Samuel acabara de sair do banho. Estava no quarto escolhendo o que vestir. Quase no horário de sair de casa e ir a escola. Pegou uma camiseta preta e uma calça jeans, e calçou seu tênis surrado. Vestiu-se, passou seu desodorante preferido e pegou a mochila. Desceu a escada e trombou com o irmão menor, Flávio. Afagou sua cabeça e sorriu, indo até a cozinha, onde a mãe estava. Chegou de mansinho por trás e a abraçou.
- Tô indo, mama.
- Juízo, hein?
Beijou-a e saiu de casa, cruzando o portão e ganhando a rua. Em menos de quinze minutos de caminhada, estava diante dos portões da escola. Não tinha o habito de ir em turma para a escola, pois aqueles 15 minutos em silencio eram algo que ele prezava muito, mesmo não sabendo o porque.
“Realmente... Por que o silencio me acalma tanto?” se perguntou, adentrando os portões da escola. No pátio principal cumprimentou com a cabeça alguns colegas, virando a esquerda e subindo um lance de escadas. Quando chegou ao primeiro andar, virou a direita e entrou na sua sala de aula, de numero 16. Sala da oitava serie B. Samuel era um garoto de 14 anos, apenas a alguns meses de completar seus tão sonhados 15 anos.

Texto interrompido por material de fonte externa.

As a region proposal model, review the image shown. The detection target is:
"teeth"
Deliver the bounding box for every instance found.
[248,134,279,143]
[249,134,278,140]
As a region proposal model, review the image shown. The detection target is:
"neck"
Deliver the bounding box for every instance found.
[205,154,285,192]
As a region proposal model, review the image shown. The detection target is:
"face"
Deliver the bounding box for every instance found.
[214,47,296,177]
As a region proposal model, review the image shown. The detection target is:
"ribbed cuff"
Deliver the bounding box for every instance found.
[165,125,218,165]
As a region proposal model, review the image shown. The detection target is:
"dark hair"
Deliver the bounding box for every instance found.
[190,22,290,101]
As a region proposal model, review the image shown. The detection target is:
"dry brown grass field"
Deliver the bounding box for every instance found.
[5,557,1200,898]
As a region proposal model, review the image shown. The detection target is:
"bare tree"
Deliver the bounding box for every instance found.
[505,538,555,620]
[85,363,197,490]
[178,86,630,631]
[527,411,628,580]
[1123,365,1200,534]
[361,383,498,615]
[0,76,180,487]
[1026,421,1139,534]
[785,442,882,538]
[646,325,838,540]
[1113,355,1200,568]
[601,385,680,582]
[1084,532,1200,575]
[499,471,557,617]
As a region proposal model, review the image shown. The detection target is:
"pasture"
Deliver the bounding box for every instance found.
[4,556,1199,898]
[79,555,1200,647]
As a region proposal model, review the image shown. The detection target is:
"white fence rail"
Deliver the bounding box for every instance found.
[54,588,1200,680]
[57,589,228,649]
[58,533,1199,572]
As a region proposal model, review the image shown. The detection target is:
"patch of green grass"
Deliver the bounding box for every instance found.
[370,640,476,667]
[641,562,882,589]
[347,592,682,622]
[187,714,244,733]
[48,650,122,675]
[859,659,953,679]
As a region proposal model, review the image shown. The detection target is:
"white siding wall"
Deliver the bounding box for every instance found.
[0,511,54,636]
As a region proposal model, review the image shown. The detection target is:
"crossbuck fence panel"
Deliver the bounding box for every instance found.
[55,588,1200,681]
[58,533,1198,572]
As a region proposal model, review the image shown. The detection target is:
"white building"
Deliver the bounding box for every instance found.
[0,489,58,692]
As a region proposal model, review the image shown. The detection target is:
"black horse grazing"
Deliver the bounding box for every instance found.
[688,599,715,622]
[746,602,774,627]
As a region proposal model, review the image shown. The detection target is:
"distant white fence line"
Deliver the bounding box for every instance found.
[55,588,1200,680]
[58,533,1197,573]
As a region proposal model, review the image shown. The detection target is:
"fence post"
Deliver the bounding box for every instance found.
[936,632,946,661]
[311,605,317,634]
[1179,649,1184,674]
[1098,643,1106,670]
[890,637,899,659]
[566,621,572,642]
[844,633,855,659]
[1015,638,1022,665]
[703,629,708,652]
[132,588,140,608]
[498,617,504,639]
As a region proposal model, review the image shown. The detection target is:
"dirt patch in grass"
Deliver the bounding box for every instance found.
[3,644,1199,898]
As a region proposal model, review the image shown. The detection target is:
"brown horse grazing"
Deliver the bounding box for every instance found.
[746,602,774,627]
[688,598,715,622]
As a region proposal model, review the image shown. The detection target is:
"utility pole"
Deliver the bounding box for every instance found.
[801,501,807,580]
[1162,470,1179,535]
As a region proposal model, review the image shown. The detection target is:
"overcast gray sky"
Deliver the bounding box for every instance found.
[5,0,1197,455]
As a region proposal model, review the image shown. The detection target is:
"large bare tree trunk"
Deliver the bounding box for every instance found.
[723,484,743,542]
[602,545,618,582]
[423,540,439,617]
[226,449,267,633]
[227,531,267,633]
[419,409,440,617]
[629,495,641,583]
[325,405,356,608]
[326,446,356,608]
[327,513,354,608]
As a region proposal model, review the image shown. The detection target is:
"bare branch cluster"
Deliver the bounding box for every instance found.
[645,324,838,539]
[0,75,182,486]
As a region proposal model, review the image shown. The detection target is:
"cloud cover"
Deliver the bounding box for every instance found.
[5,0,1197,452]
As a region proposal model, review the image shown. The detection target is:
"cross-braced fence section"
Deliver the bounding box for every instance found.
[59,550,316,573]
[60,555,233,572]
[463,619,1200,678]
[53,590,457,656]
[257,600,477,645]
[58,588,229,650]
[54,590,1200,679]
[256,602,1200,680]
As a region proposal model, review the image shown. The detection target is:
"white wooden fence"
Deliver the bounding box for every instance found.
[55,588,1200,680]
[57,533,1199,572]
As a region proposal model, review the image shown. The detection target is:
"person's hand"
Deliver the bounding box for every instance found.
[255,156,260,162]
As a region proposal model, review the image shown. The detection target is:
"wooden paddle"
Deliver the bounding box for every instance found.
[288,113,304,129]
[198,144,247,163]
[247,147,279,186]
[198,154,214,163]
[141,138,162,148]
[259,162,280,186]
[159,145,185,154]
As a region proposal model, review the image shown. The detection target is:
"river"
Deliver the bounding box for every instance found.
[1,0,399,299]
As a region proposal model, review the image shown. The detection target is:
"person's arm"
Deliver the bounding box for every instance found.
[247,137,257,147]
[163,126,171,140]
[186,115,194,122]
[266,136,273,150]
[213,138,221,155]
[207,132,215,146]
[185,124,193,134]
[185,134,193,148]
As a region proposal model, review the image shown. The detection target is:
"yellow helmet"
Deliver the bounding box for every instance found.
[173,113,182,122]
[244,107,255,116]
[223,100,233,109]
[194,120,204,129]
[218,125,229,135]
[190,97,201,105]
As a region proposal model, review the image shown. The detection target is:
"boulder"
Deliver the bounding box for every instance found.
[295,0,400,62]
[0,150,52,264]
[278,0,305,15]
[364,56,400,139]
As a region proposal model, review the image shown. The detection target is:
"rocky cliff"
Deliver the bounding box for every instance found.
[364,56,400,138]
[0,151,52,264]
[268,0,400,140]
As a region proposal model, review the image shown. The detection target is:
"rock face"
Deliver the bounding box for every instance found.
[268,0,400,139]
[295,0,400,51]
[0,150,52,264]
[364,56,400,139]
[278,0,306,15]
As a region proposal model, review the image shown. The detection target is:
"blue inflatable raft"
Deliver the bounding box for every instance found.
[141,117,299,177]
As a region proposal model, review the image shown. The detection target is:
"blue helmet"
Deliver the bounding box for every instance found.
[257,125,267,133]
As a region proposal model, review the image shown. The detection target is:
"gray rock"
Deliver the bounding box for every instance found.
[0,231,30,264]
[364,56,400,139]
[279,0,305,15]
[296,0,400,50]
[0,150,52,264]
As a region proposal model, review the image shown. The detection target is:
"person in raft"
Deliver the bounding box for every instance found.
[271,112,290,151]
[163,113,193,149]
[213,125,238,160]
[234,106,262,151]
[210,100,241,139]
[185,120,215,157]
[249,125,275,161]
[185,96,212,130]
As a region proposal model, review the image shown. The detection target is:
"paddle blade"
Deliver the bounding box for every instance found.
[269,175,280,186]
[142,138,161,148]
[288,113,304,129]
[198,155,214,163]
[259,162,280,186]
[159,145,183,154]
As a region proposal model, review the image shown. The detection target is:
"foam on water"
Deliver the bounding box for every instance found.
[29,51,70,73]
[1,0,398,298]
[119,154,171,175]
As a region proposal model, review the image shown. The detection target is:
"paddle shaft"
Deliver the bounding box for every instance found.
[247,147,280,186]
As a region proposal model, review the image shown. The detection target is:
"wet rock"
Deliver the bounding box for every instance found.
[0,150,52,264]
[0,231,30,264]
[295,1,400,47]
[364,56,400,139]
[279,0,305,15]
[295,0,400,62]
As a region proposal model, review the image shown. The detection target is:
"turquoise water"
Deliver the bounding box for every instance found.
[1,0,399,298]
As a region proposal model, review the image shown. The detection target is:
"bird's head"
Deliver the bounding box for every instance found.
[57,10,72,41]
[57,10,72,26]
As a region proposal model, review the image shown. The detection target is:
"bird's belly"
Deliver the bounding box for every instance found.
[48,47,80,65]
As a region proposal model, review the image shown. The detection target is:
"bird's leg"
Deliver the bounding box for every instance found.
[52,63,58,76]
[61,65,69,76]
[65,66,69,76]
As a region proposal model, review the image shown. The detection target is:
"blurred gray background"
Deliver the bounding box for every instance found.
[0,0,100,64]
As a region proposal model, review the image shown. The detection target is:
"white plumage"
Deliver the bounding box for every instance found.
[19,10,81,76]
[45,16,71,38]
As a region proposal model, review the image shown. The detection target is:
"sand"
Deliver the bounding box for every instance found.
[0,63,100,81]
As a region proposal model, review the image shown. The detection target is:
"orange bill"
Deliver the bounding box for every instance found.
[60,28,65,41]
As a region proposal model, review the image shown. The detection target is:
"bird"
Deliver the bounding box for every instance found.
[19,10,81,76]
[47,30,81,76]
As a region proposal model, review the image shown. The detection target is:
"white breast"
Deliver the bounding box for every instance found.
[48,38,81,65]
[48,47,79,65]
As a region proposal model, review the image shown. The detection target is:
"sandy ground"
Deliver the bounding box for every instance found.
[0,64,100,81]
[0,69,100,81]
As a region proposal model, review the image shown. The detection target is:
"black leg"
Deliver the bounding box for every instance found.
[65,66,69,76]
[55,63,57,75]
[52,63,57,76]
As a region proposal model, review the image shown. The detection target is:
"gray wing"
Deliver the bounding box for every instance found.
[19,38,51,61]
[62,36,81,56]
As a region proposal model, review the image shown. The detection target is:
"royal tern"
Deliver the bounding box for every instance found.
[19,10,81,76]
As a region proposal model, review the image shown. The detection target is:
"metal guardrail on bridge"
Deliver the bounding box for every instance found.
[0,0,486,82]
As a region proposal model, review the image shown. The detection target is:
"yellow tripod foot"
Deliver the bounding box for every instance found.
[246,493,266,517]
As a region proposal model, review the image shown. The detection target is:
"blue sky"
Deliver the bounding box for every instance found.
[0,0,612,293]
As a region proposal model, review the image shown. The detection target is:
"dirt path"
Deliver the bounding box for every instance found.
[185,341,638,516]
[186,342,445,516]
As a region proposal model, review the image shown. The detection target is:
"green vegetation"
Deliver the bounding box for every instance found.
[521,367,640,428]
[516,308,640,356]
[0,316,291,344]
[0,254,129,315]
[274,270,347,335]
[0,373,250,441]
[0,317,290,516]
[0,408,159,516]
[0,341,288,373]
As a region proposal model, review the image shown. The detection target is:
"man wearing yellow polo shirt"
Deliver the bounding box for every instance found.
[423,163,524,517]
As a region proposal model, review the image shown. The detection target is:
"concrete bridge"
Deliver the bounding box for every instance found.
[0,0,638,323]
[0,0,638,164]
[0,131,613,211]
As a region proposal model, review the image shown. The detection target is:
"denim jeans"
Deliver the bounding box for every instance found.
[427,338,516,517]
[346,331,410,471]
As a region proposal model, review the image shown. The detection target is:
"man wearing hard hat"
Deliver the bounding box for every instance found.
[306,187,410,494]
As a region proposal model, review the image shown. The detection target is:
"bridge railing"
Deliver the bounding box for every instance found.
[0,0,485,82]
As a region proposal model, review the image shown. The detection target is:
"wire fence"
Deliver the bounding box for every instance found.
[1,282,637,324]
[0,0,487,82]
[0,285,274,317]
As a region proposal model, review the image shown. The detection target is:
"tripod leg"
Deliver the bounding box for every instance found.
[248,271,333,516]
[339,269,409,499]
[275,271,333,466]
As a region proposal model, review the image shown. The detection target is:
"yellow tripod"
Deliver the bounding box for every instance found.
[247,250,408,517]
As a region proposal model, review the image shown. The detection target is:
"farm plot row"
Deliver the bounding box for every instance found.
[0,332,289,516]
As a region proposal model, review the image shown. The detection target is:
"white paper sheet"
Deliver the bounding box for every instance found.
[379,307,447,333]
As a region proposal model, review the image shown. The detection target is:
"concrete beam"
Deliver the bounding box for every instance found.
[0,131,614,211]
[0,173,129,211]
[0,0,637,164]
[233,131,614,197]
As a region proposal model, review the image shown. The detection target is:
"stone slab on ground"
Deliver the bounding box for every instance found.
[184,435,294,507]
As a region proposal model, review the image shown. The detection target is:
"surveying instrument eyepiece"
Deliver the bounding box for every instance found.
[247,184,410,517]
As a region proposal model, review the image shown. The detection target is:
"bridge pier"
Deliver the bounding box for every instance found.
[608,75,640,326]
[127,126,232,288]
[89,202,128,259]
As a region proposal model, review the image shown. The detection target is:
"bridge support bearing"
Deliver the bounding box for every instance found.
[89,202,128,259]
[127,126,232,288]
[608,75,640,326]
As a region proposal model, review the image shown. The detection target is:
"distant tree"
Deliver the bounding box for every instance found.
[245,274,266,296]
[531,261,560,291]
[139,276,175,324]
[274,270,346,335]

Na sala já estava boa parte da sua turma. Fred, seu melhor amigo e confidente, um jovem rapaz de pele clara e cabelos loiros e sempre desgrenhados. Paulo, leal parceiro das tardes de Mega Drive, além de rival amistoso pelo amor de Clara. A garota era tudo com o que sempre sonhara, uma menina doce que Samuel jurava proteger noite após noite em seus sonhos. E Samuel estava decidido a ter o amor da garota. Havia colocado na cabeça que se declararia para ela até o fim do período de aula.
Após cumprimentar os amigos, Samuel sentou-se em sua cadeira e tirou da mochila seu caderno, e começou a rabiscar alguns versos, como fazia de praxe todos os dias. O assunto era sempre o mesmo: seu amor por Clara. Já idealizara de tantas maneiras diferentes declarar seu amor por ela, mas nunca de fato o tentara. Já estava imerso em pensamentos quando percebeu que era observado. Seu coração bateu mais forte quando seus olhos encontraram os de sua amada, e ela se aproximou dele.
- Tudo bom, Samu?
Samuel estava muito nervoso para esboçar qualquer reação. Tentou ser o mais maduro possível, já que a garota era mais velha do que ele um ano.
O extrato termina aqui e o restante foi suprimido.